You watch Barry Sanders for the losses—when he stumbles backward to avoid an ankle tackle, switches direction, away from the design of the play, can't escape—as much for the moments when these accidents take him into the open field...
You watch him for what might happen.
The texture of the games are of him! Whether the Lions have the ball; whether they pass or run when they do; what happens when he touches it...
Barry Sanders' running is an example of the extreme sensitivity of form.
You can also call this limits.
Watching Barry Sanders is like reading a poem.
In his poem responding to the attacks of 9/11, Ben Lerner, a poet in the generation just ahead of mine, writes:
"Formalism is the belief that the eye does violence to the object it apprehends.

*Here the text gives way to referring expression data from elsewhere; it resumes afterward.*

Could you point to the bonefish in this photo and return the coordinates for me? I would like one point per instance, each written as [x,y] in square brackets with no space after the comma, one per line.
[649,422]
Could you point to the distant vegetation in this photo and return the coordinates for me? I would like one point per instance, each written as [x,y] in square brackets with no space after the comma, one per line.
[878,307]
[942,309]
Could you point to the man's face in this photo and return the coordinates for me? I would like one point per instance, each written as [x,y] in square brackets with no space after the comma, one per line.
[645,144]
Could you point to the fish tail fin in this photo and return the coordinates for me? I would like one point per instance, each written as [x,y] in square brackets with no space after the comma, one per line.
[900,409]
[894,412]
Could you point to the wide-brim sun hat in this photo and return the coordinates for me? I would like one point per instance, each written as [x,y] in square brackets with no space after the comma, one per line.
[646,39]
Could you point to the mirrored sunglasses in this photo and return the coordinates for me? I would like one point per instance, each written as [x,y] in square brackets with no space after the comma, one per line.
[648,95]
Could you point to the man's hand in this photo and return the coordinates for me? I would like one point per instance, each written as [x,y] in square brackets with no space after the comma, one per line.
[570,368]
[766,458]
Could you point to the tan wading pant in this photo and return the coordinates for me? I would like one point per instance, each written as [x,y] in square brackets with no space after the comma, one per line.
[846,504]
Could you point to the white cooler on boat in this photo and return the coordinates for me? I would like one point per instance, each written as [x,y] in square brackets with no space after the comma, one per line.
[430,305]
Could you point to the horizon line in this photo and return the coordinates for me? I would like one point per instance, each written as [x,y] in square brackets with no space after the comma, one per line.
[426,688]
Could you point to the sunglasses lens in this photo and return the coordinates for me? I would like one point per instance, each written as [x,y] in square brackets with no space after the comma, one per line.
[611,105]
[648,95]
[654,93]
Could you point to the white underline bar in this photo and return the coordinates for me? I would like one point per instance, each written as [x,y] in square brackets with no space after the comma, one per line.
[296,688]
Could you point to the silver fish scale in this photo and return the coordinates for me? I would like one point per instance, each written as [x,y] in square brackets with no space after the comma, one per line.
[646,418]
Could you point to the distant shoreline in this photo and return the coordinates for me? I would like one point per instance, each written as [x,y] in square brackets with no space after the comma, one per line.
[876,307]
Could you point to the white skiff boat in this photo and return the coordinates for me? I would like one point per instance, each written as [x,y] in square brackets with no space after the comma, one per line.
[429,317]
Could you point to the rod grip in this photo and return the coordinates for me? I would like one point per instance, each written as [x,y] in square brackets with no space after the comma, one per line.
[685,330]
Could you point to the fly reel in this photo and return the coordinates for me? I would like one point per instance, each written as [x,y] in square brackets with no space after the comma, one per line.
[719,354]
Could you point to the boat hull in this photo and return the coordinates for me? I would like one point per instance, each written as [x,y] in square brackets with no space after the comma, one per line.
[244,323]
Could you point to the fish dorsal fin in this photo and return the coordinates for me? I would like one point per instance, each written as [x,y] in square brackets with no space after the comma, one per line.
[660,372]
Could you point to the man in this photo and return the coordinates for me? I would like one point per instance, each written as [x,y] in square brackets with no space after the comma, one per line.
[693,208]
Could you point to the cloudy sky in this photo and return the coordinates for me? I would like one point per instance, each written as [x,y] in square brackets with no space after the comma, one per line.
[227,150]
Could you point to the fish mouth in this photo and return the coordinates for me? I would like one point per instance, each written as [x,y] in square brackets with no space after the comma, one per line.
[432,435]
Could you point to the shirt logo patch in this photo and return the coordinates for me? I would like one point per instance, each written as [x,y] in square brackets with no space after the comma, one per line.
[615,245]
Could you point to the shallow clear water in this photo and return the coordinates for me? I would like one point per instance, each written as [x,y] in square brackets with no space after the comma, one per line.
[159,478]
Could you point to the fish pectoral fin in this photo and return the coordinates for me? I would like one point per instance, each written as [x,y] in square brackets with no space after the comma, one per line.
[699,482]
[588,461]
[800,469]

All formalisms are therefore sad.
A negative formalism acknowledges the violence intrinsic to its method.
...
Negative formalisms catalyze an experience of structure.

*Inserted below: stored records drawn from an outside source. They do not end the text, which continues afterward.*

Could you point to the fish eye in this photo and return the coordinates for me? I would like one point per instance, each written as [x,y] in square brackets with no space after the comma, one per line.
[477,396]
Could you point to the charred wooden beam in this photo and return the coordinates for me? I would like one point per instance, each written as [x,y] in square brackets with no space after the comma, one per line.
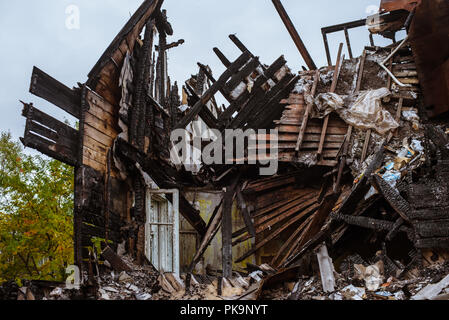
[143,13]
[226,231]
[333,88]
[294,34]
[212,90]
[138,110]
[273,109]
[305,119]
[238,104]
[393,197]
[368,223]
[276,233]
[116,262]
[246,214]
[50,136]
[222,58]
[48,88]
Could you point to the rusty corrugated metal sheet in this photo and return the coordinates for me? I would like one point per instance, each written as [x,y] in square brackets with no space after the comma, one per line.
[392,5]
[429,38]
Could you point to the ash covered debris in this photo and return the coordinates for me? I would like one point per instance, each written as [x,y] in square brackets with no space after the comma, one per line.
[357,209]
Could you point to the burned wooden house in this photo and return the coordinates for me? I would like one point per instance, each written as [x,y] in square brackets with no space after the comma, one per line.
[357,145]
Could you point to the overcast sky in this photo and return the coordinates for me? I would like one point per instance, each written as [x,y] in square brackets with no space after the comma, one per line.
[35,33]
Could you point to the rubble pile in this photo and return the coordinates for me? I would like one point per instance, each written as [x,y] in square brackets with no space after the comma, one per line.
[357,200]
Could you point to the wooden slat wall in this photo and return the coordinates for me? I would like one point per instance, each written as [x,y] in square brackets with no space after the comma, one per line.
[99,132]
[289,127]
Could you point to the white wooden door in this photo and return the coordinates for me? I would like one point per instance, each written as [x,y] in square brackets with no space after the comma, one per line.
[162,230]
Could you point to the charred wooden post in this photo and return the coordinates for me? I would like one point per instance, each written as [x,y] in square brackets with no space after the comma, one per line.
[333,88]
[294,34]
[222,58]
[137,118]
[226,230]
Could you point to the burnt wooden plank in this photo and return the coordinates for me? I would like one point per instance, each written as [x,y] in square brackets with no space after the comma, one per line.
[276,233]
[268,74]
[226,229]
[393,197]
[428,229]
[128,28]
[305,119]
[234,67]
[426,243]
[246,214]
[116,262]
[50,149]
[245,72]
[50,89]
[32,113]
[273,109]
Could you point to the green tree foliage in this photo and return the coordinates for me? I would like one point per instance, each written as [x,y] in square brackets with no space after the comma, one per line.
[36,214]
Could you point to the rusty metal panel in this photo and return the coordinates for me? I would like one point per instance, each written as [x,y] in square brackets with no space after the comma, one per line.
[392,5]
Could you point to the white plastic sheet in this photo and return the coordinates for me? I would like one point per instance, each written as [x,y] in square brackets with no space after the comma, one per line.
[366,112]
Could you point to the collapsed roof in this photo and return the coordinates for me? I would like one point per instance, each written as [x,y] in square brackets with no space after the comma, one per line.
[356,141]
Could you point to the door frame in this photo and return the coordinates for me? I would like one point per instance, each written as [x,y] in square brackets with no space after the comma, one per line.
[174,213]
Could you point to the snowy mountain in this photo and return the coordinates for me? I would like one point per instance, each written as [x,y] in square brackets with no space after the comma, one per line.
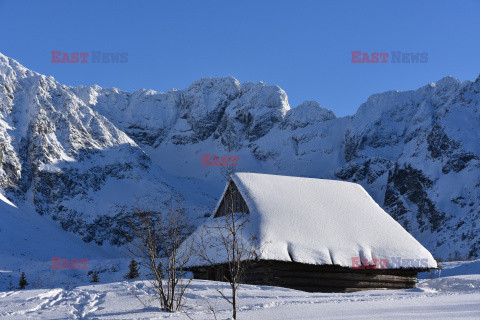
[83,155]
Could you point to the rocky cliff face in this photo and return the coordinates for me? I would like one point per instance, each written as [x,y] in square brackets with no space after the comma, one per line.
[81,154]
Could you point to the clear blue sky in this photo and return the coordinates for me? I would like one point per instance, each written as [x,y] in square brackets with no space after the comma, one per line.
[302,46]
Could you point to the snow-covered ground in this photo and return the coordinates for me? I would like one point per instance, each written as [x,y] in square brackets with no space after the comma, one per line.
[456,297]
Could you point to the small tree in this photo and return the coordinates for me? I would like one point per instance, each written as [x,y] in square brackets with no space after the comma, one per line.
[23,282]
[158,236]
[132,270]
[95,277]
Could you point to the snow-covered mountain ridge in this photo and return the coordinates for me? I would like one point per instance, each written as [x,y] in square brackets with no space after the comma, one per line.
[83,154]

The experience of structure is sad,
but, by revealing the contingency of content,
it authorizes hope."


The strange thing about Barry Sanders was that, in a sport like football, he avoided violence. Players rarely were able to tackle him, head-on, because he moved to such an impossible logic. He was in absolutely perfect shape for a running back his age; at the height of his career. I was out of the room when news of his retirement hit ESPN. I didn't believe Will, my best friend at the time, and so we watched SportsCenter all the way through, until it started back over.